Security
Threat model and accepted risks for OptimalVault and the surrounding Fabric auth surface. Synthesizes the Phase 10a-6 audit at ~/.optimalos/transfers/fabric-design/06-vault-auth-threat-rerun.md (511 lines, code-cited per finding).
The audit was a code-read review against clenis @ caa0b34, not a penetration test or fuzz harness. All findings cite files on disk at the audited commit.
Posture summary
The shipped design substantially implements the original threat model: ciphertext-only cloud, multi-recipient age routing, BIP39 recovery, soft-revoke plus eager re-wrap, scoped JWTs, single-use pairing tokens, mode-0600 device keys, browser-side passphrase plus WebAuthn key derivation.

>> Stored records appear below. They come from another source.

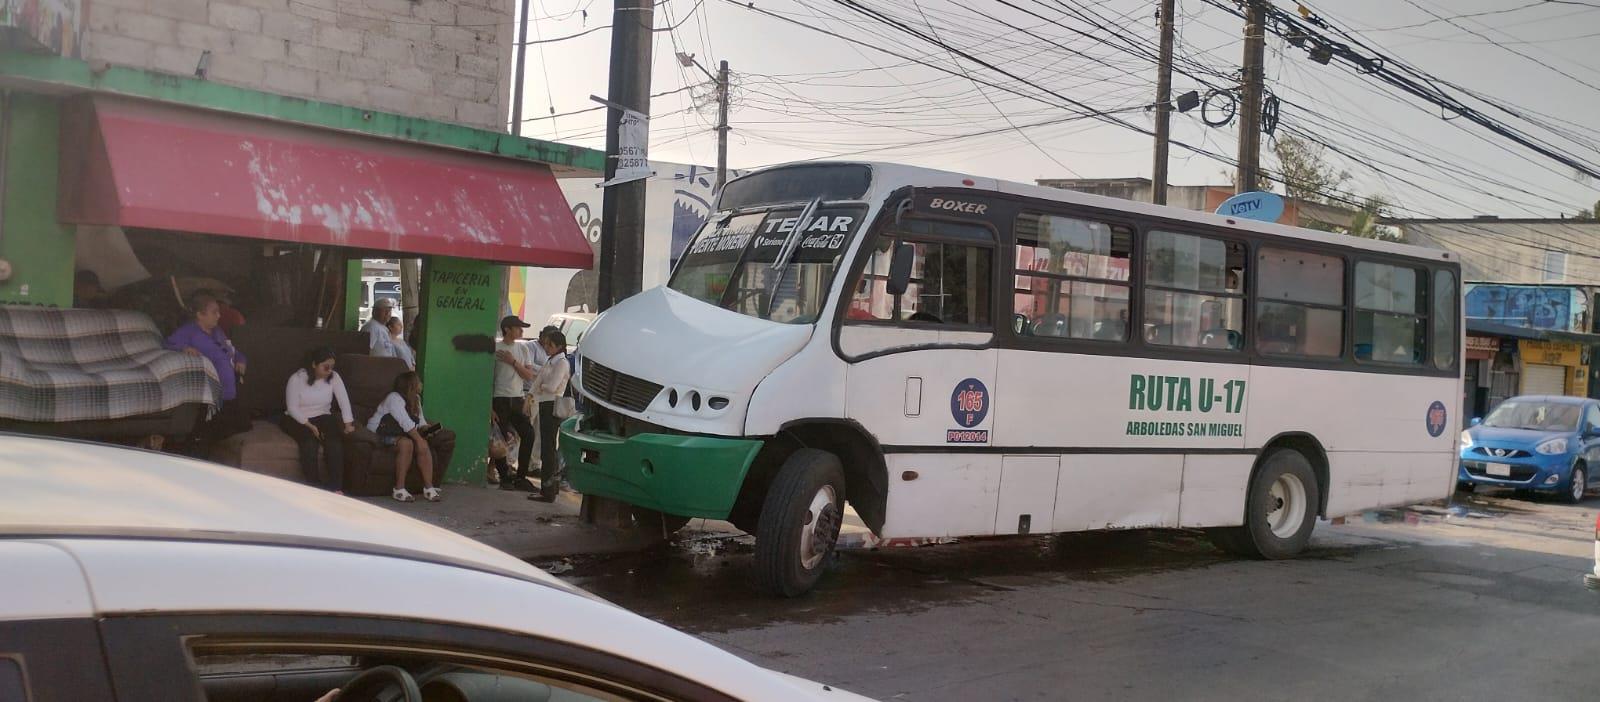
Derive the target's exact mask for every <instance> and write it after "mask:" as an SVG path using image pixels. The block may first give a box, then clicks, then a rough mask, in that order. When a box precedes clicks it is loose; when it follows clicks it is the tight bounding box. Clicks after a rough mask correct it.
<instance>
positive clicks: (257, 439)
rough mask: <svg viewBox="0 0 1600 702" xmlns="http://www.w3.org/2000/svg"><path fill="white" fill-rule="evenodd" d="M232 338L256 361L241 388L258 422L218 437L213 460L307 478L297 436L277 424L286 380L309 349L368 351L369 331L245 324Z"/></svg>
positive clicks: (245, 404) (240, 398) (252, 414)
mask: <svg viewBox="0 0 1600 702" xmlns="http://www.w3.org/2000/svg"><path fill="white" fill-rule="evenodd" d="M230 337H232V341H234V345H235V347H238V350H242V352H243V353H245V358H248V360H250V368H248V369H246V374H245V384H243V385H240V389H238V403H240V406H242V408H243V409H245V411H248V413H250V416H251V419H253V424H251V429H250V430H248V432H245V433H238V435H234V437H229V438H226V440H221V441H218V443H216V446H214V448H213V449H211V461H216V462H219V464H224V465H232V467H237V469H243V470H250V472H254V473H262V475H272V477H277V478H283V480H294V481H299V483H307V481H309V480H307V478H306V475H302V472H301V467H299V451H298V449H296V446H294V440H293V438H290V435H286V433H283V430H282V429H278V425H277V417H278V416H282V414H283V385H285V384H286V382H288V381H290V376H291V374H294V371H298V369H299V361H301V357H302V355H304V353H306V352H307V350H309V349H315V347H323V345H326V347H333V349H334V350H336V352H339V353H362V352H365V350H366V334H363V333H358V331H331V329H306V328H296V326H267V325H243V326H238V328H235V329H234V331H232V333H230ZM341 369H342V368H341ZM381 400H382V398H379V401H381Z"/></svg>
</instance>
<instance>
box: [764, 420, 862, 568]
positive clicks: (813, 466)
mask: <svg viewBox="0 0 1600 702" xmlns="http://www.w3.org/2000/svg"><path fill="white" fill-rule="evenodd" d="M843 521H845V469H843V467H842V465H840V462H838V456H834V454H830V453H827V451H819V449H810V448H803V449H800V451H795V453H794V454H790V456H789V459H787V461H784V465H782V467H781V469H779V470H778V475H776V477H774V478H773V483H771V485H770V486H768V488H766V499H765V501H763V502H762V517H760V525H758V526H757V531H755V560H754V568H755V587H757V588H758V590H762V592H766V593H770V595H781V596H798V595H803V593H806V592H810V590H811V587H813V585H816V580H818V579H819V577H822V569H824V568H826V566H827V556H829V555H832V553H834V545H835V544H837V542H838V528H840V526H842V525H843Z"/></svg>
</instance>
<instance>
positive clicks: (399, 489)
mask: <svg viewBox="0 0 1600 702" xmlns="http://www.w3.org/2000/svg"><path fill="white" fill-rule="evenodd" d="M366 429H368V430H371V432H374V433H378V438H379V440H381V441H382V445H384V446H394V448H395V489H394V493H390V497H394V499H397V501H400V502H416V497H413V496H411V493H410V491H408V489H405V473H406V472H408V470H411V464H413V462H416V469H418V470H419V472H421V473H422V497H426V499H427V501H429V502H438V499H440V497H443V494H442V493H440V491H438V488H435V486H434V451H432V446H429V445H427V437H430V435H434V432H438V424H429V422H427V417H424V416H422V379H421V377H419V376H418V374H416V371H406V373H402V374H398V376H395V385H394V392H390V393H389V395H387V397H384V401H382V403H381V405H378V409H376V411H374V413H373V417H371V419H368V421H366Z"/></svg>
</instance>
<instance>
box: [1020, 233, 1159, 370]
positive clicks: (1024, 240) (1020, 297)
mask: <svg viewBox="0 0 1600 702" xmlns="http://www.w3.org/2000/svg"><path fill="white" fill-rule="evenodd" d="M1013 232H1014V235H1016V280H1014V281H1013V289H1011V309H1013V328H1011V331H1013V333H1014V334H1016V336H1037V337H1046V339H1050V337H1056V339H1098V341H1126V339H1128V265H1130V264H1128V262H1130V261H1131V259H1133V229H1130V227H1125V225H1114V224H1106V222H1096V221H1088V219H1077V217H1062V216H1054V214H1032V213H1026V214H1021V216H1018V219H1016V225H1014V227H1013Z"/></svg>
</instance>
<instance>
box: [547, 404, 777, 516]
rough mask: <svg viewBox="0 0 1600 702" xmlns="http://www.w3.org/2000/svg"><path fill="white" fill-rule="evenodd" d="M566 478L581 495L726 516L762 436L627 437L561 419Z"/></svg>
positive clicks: (680, 513)
mask: <svg viewBox="0 0 1600 702" xmlns="http://www.w3.org/2000/svg"><path fill="white" fill-rule="evenodd" d="M560 448H562V457H563V459H565V461H566V480H568V481H571V483H573V488H576V489H578V491H579V493H582V494H592V496H598V497H613V499H619V501H622V502H627V504H634V505H640V507H648V509H653V510H658V512H666V513H669V515H678V517H704V518H707V520H726V518H728V512H731V510H733V501H734V499H736V497H739V486H741V485H744V473H746V472H749V470H750V462H752V461H755V454H757V453H760V449H762V440H752V438H715V437H688V435H677V433H640V435H634V437H627V438H621V437H613V435H608V433H598V432H581V430H578V417H573V419H568V421H566V422H562V441H560Z"/></svg>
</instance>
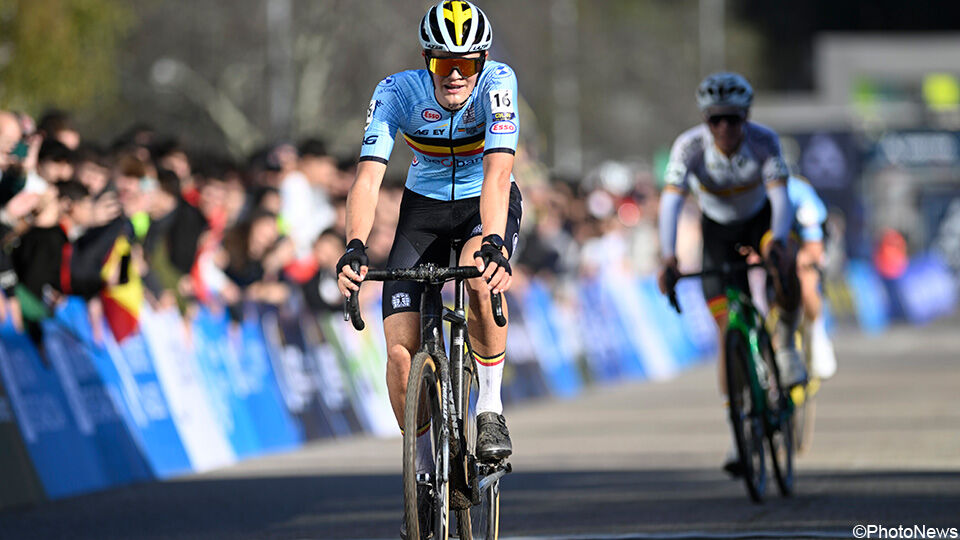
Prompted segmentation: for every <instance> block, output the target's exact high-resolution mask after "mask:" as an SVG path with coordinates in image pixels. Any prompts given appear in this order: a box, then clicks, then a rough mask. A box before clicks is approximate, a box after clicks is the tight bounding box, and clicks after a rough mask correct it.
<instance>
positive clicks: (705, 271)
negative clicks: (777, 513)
mask: <svg viewBox="0 0 960 540" xmlns="http://www.w3.org/2000/svg"><path fill="white" fill-rule="evenodd" d="M757 267H764V265H763V264H762V263H757V264H747V263H746V262H745V261H744V262H740V263H734V264H724V265H723V266H722V267H721V268H719V269H711V270H705V271H702V272H696V273H692V274H679V275H675V276H673V280H672V281H673V283H671V284H670V285H671V286H670V288H669V290H670V292H669V294H668V298H669V300H670V303H671V304H672V305H673V307H674V309H676V310H677V312H678V313H679V312H680V311H681V310H680V303H679V302H678V301H677V296H676V290H675V289H674V286H673V285H675V283H676V280H679V279H684V278H693V277H703V276H708V275H718V276H720V277H721V278H724V280H725V281H728V282H729V281H730V280H729V279H728V278H729V276H731V275H733V274H734V273H735V272H742V271H744V270H746V269H750V268H757ZM726 294H727V301H728V313H729V315H728V317H729V319H728V320H729V323H728V325H727V330H726V332H725V334H724V336H723V343H722V344H721V345H722V346H723V348H724V353H725V354H724V356H725V359H726V360H725V367H726V381H727V393H728V395H729V398H730V425H731V427H732V429H733V436H734V439H735V440H736V444H737V451H738V452H739V454H740V466H741V470H742V471H743V479H744V482H745V484H746V487H747V493H749V495H750V498H751V499H752V500H753V501H754V502H757V503H760V502H763V497H764V494H765V492H766V484H767V469H766V457H765V454H766V452H765V447H766V449H768V450H769V453H770V461H771V464H772V466H773V472H774V476H775V477H776V480H777V486H778V487H779V490H780V494H781V495H783V496H785V497H786V496H789V495H791V494H792V493H793V490H794V482H795V474H794V467H793V457H794V455H793V454H794V444H793V436H794V430H793V411H794V405H793V401H792V400H791V398H790V392H789V390H788V389H785V388H783V387H782V386H781V384H780V370H779V369H778V368H777V363H776V361H775V359H774V353H773V345H772V342H771V340H770V334H769V333H768V332H767V330H766V327H765V325H764V317H763V315H762V314H761V313H760V312H759V310H758V309H757V308H756V306H755V305H754V304H753V301H752V300H751V299H750V295H749V294H748V293H747V292H744V291H741V290H739V289H738V288H736V287H728V288H727V290H726Z"/></svg>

| Severity | Count | Status |
|---|---|---|
| P0 | 5 | All cleared in Phase 10a-7 (CSP middleware, device-revoke cross-check, WebAuthn canary, secrets sweep, logout JWT-revoke). Vault ceremony walked end-to-end on iPad Safari 2026-05-04. |
| P1 | 8 | 0 closed today. None are in the kanban project yet. |
| P2 | 10 | 1 in the kanban; remainder tracked here only. |
What "P0 cleared" means in practice: the design is approved for Carlos's personal Pi self-host today, and approved for invite-only beta with named users (10 or fewer) once the corresponding tests are added. Public hosted mode remains explicitly NOT approved until the full Phase 13b plus 14 plus external pen-test sequence completes (see §7 of the audit).
Cleared P0s (Phase 10a-7)
| # | Finding | Fix shipped at |
|---|---|---|
| 1 | No CSP header on /vault/* HTML routes | src/server.ts middleware mounts default-src 'self'; script-src 'self' 'wasm-unsafe-eval'; style-src 'self' 'unsafe-inline'; connect-src 'self'; frame-ancestors 'none'; base-uri 'self'. Tests: tests/server/csp-headers.test.ts (7 cases). |
| 2 | authMiddleware did not cross-check vault_recipients.revoked_at for kind=device JWTs | src/auth/session.ts now does the lookup with a 60s in-memory cache plus an invalidation hook. Tests: tests/auth/device-revoke.test.ts (5 cases). |
| 3 | First-unlock pubkey-mismatch silently corrupted state for non-deterministic authenticators | Canary blob round-trip on vault_recipients.canary_ciphertext (migration 20260503235721_fabric_vault_canary_phase_10a_7.sql). Tests: tests/vault/canary.test.ts (4 cases). |
| 4 | No automated check that test fixtures or .env files were free of real secrets | lint:secrets script plus a CI gate. Tests: tests/server/lint-secrets.test.ts (2 cases). |
| 5 | localStorage Bearer-token replay risk paired with no logout endpoint | POST /api/auth/logout plus AuthStore.revokeJti / isJtiRevoked consulted on every Fabric-JWT verify. Tests: tests/auth/logout-flow.test.ts (7 cases). |
Outstanding P1s (must close before Phase 11 harness catalog ships)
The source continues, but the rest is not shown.